No ano de 2018, a vertente social da Câmara Municipal de Santa Cruz deu um salto qualitativo e quantitativo, com o reforço orçamental de todos os programas de apoio social. Um reforço que, além do mais, se fez em áreas que, para mim, são de vital importância. Áreas que passam pelo apoio direto às famílias, nomeadamente na educação, acesso aos medicamentos, recuperação de imóveis e Fundo Social de Emergência.

Finalmente, e depois de um trabalho de recuperação financeira, estamos a trilhar aquele que queremos que seja o nosso caminho, numa clara opção entre investimento público, que melhore a nossa rede viária, o nosso sistema de abastecimento de água, o urbanismo nas nossas cidades e freguesias, o ambiente e a eficiência energética e, paralelamente, mantenha uma vertente de apoio direto às famílias mais carenciadas. Estes dois campos de ação são, em meu entender, os pilares fundamentais para darmos um impulso real na qualidade de vida do nosso concelho e de quem aqui vive.

Recordo que em 2017 as bolsas de estudo aos nossos estudantes do ensino superior chegaram a 101 alunos, com um orçamento de 131 mil euros. Este ano, e numa primeira fase, duplicamos este apoio, chegando a 200 alunos, com um orçamento de 268 mil euros. Dois processos que vencemos em tribunal, permitiram agora um reforço, por forma a chegarmos a mais 80 estudantes, que estavam em condições de receber o apoio, mas que não tinham sido contemplados por falta de cabimento orçamental. Este segundo reforçou orçou os 105 mil euros.

Na área da educação, vamos ainda estender a entrega dos manuais escolares ao 2º Ciclo, depois de no ano passado termos abrangido os alunos do 1º Ciclo.

Também o programa de ajuda à recuperação de imóveis degradados teve este ano um reforço. Em 2017 tinham sido orçados 60 mil euros, e este ano o valor subiu para os 164 mil euros, o que vai permitir a recuperação de 18 habitações.

O Fundo de Social de Emergência também passou de 100 mil para 200 mil euros, abrangendo três vertentes de ação: os apoios pontuais, os apoios temporários e o acesso ao medicamento. Este último vai permitir às famílias carenciadas o acesso ao cartão ABEM, protocolado com a Câmara Municipal, e que permite que todo o agregado familiar possa aceder gratuitamente aos medicamentos sujeitos a receita médica.

Não escondo a satisfação que me dá poder reforçar todas estas medidas sociais, porque sempre foram elas a principal razão de ser da minha missão enquanto autarca.

A política só faz sentido se for ao encontro das pessoas, e se for feita em nome daqueles que nos elegeram.

Ao contrário do discurso oficial de uma suposta melhoria da crise que atirou a nossa classe média para patamares de dificuldade extrema, sei que muitas famílias ainda se debatem com dificuldades.
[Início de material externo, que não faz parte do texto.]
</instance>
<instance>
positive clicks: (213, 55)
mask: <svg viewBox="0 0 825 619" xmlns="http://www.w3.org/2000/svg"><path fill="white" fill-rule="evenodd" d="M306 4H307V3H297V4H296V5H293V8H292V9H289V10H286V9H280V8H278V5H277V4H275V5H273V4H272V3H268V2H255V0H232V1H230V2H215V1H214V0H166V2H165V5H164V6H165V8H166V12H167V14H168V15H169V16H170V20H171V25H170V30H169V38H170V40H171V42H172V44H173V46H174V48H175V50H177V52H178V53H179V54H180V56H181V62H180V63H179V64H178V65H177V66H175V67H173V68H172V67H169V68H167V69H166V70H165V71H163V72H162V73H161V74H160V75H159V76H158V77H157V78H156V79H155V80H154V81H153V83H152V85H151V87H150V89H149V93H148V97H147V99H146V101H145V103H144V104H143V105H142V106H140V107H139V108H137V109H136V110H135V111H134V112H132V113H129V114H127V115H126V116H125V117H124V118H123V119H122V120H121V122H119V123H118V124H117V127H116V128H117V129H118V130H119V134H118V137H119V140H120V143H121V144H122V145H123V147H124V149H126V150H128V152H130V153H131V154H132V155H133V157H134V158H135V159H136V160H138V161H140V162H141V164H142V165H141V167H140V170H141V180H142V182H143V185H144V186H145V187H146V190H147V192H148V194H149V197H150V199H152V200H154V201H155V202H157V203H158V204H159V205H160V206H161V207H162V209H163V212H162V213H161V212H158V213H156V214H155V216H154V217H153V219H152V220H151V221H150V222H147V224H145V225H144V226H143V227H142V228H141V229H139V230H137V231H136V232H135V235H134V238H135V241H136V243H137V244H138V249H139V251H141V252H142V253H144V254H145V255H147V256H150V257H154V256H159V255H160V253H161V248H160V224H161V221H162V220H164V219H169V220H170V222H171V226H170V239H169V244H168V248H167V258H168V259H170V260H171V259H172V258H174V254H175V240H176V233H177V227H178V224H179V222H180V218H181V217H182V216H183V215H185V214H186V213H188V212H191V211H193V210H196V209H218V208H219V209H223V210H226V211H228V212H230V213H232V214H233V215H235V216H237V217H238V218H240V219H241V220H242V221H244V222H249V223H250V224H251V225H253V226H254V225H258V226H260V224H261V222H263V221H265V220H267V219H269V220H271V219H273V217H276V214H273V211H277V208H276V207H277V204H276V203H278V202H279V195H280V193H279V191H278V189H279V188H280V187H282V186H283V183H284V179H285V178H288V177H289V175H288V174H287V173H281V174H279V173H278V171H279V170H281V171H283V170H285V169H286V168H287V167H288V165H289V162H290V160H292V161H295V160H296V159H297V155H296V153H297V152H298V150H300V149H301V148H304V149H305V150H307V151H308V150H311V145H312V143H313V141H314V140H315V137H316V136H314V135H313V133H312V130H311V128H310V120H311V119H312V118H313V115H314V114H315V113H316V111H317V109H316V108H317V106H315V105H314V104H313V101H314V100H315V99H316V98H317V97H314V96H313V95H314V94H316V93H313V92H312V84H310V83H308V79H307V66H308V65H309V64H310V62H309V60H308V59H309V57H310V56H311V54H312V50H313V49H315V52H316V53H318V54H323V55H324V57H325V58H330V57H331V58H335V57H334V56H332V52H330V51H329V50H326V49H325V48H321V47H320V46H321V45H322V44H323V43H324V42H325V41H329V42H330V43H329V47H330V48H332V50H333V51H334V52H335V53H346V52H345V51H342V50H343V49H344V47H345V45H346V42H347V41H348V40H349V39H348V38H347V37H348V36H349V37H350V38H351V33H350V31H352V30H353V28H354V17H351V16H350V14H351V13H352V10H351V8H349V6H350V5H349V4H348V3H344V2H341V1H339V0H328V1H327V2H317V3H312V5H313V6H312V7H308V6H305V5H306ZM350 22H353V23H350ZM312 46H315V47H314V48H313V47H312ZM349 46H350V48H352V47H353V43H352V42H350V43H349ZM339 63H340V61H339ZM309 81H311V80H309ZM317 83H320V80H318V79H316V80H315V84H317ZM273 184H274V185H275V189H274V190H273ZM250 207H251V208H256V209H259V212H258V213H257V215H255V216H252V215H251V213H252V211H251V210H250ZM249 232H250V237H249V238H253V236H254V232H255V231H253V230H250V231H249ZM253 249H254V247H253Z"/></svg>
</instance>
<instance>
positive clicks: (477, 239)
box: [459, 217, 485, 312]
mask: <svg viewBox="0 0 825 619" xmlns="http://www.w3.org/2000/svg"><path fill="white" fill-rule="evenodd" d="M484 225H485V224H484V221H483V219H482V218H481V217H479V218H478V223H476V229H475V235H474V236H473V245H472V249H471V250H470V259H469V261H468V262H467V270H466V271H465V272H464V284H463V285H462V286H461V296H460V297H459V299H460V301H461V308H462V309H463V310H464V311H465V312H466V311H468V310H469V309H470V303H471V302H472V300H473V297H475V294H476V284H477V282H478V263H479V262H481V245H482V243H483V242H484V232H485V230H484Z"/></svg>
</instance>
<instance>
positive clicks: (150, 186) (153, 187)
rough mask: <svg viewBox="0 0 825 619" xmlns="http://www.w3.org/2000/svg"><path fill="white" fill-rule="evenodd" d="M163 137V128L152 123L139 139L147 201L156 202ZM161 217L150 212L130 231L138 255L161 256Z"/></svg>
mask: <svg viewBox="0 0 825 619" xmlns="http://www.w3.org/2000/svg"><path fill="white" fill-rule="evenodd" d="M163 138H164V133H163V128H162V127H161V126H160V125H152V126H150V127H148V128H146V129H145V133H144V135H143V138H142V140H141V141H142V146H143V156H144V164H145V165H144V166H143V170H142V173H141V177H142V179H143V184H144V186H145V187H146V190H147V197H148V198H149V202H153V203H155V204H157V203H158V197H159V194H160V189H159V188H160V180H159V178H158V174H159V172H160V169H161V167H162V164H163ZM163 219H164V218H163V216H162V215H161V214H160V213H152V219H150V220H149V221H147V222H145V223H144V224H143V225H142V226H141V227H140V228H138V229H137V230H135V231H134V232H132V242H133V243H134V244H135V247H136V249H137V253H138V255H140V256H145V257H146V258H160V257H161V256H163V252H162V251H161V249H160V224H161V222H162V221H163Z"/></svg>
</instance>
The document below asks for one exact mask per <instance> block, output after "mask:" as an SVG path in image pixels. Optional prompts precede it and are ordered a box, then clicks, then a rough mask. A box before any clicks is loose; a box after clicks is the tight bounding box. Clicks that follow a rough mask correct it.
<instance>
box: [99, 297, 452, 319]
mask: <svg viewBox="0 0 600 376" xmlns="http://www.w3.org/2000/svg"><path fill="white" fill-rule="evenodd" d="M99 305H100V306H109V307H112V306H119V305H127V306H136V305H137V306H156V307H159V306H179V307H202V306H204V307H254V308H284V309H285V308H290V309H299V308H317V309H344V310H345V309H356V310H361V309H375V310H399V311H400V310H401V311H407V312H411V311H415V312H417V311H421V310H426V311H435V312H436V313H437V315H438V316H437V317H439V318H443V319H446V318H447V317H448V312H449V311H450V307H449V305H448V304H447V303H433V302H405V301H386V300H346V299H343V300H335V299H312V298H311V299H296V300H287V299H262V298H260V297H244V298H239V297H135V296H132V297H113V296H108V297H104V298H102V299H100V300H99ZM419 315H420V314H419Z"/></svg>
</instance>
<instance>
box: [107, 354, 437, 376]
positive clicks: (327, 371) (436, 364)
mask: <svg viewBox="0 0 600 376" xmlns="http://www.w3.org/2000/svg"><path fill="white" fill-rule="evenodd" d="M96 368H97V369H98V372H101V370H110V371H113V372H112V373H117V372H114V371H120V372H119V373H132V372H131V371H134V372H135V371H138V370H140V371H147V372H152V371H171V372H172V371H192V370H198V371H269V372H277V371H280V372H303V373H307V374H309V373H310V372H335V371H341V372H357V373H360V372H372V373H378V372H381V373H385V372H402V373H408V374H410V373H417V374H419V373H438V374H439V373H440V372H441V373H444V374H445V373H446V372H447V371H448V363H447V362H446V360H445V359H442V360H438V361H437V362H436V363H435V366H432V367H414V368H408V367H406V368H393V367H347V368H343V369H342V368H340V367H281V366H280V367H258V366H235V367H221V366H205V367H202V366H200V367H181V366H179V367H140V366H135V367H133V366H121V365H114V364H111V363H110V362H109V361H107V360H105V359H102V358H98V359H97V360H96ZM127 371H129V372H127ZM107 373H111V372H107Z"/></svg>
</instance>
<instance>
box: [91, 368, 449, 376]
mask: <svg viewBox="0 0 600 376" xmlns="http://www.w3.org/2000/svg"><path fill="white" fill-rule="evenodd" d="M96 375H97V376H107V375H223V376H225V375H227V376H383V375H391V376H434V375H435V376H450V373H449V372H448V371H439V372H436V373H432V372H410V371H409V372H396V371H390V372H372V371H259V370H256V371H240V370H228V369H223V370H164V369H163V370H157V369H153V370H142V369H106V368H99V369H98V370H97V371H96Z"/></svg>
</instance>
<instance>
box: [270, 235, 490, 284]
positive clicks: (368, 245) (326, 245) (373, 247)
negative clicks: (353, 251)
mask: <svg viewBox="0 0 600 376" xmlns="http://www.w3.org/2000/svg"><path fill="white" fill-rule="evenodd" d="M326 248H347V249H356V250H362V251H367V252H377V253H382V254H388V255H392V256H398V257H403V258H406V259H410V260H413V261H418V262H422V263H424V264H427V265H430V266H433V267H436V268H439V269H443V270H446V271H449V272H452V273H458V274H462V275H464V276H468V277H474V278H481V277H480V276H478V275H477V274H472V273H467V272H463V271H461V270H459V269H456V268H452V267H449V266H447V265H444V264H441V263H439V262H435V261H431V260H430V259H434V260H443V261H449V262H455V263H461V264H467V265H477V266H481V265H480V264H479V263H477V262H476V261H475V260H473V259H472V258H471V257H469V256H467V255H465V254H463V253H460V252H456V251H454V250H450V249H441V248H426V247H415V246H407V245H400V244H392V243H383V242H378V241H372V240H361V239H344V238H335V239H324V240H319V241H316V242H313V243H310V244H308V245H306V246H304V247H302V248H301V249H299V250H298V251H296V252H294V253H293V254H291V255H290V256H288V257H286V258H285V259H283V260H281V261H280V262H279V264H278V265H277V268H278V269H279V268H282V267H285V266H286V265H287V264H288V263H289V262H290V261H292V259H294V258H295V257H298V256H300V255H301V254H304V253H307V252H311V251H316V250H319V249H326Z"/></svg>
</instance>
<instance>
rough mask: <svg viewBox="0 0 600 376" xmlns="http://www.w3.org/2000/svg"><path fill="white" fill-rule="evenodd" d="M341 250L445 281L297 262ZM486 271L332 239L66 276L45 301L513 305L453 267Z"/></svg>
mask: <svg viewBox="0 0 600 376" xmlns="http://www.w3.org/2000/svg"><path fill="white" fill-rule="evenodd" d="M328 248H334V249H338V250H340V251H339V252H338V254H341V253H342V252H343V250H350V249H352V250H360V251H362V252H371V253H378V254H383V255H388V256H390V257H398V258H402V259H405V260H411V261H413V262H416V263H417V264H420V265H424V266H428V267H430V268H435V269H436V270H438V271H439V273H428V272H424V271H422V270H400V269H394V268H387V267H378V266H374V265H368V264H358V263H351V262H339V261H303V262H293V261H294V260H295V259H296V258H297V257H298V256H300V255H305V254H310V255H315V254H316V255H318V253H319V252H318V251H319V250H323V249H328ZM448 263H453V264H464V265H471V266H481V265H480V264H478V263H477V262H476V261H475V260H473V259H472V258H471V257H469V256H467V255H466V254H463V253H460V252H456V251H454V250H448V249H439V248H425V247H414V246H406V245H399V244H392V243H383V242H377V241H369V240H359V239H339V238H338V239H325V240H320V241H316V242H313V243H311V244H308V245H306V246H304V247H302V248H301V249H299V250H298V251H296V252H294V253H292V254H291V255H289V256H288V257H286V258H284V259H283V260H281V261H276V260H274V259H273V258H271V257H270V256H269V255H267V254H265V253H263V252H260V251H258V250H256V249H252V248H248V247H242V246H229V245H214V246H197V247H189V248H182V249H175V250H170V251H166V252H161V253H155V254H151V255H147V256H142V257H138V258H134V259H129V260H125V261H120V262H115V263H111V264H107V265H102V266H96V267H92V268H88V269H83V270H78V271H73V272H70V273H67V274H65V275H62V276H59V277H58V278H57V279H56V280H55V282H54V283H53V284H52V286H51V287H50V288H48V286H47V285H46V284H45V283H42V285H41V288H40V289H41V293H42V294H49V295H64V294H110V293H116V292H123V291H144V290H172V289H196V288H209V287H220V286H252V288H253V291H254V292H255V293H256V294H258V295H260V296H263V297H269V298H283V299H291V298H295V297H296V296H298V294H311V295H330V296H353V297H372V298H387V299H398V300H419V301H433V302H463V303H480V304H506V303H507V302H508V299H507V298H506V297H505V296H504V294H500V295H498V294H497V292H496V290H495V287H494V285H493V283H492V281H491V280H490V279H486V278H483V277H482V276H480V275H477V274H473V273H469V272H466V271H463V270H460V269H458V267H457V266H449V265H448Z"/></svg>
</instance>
Deste modo, estas medidas pretendem ser uma ajuda ativa às famílias do nosso concelho, numa Região onde ainda falha muita coisa em setores essenciais como a saúde.

Estes apoios são o resultado de uma política de proximidade, que será sempre mais eficaz e certeira do que a estatística de uma alegada recuperação que as famílias ainda não sentem.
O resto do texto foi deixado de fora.